I set the two number respectively to 5 and 10, I reckon those values work fine for the task choosen. Changing them, the model may bring different and not really compatible plots. I belive that changing the N_topics may raise some issue because it will not reconise the extra topics. In other words, if the number of topics increase too much, the model harly will spot new topic in the new parties' manifesto since the same topic might arise in the old one even if was berely mentioned.  

## Answering the research question

Below are shown the plots of the 1976 election:

![Alt text](plot/topicsinexistingpartiesin1972.png)![Alt text](plot/topicsinnewpartiesin1972.png)

It is clear that the main concers of the new party (DC, christian democratic) differs a lot from the precedent issues tackeled. DC focused much more on the religion and pushing on a democratic appael that none of hte parties before used in them manifesto.   

Regarding the 1983 elections:

![Alt text](plot/topicsinexistingpartiesin1983.png)![Alt text](plot/topicsinnewpartiesin1983.png)

Also here it is possible to see a change in the topic by the new entry party. This time the new topic are alligned with the left ideology, it refers many time to the social and workers (lavoratori) issues. 

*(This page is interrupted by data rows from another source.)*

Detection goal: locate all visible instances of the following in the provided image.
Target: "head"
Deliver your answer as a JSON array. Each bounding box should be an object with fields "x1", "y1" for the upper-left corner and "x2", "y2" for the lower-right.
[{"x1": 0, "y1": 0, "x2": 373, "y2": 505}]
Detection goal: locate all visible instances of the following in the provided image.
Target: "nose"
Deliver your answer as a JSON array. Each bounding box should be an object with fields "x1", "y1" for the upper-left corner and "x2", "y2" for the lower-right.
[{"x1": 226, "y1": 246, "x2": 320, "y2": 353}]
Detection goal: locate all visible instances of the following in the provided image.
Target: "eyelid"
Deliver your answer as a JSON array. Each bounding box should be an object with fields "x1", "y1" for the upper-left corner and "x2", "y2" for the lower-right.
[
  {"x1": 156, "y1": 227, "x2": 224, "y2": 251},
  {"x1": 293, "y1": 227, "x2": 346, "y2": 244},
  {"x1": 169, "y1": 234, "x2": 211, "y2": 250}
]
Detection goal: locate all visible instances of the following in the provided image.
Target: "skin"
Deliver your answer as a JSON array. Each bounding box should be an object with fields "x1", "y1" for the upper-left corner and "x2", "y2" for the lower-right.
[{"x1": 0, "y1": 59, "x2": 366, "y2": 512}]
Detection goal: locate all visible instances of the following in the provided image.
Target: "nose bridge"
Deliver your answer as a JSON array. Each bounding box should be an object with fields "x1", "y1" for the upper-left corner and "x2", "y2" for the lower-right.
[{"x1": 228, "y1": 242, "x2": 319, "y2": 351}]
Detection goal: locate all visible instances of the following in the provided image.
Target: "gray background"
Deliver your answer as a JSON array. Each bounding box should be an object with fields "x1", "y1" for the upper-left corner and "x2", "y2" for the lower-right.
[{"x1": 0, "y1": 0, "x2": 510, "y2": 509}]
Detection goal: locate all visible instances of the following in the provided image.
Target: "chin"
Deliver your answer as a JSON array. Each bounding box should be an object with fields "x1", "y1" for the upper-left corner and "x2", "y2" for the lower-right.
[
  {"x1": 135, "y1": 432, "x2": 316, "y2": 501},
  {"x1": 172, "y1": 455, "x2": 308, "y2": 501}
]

But probably the most interesting year to evaluate is 1994. At the time in Italy there was a nationwide judicial investigation into political corruption called 'Mani pulite'. After it many parties disapear and it was the beginning of the political career of Silvio Berlusconi, that he is still now part of the current government. He presented at the election as the only alternative to give a break from the precedent political class. Before he was in to the media business, knowig this informations it will be possible to analyse better the treated topics by his new party.

![Alt text](plot/topicsinexistingpartiesin1994.png)![Alt text](plot/topicsinnewpartiesin1994.png)

As expected one of the main topic of the Berlusconi party is justice that is not treated by any of the manifestos of the pre existing parties. Another focus of the manifesto is the media field, since it was he previous business and he heavly used it for propaganda during his candidature.

To conclude, it seems that the theory is confirmed by the data. Futher reserch are necessary to establushed compleate inference.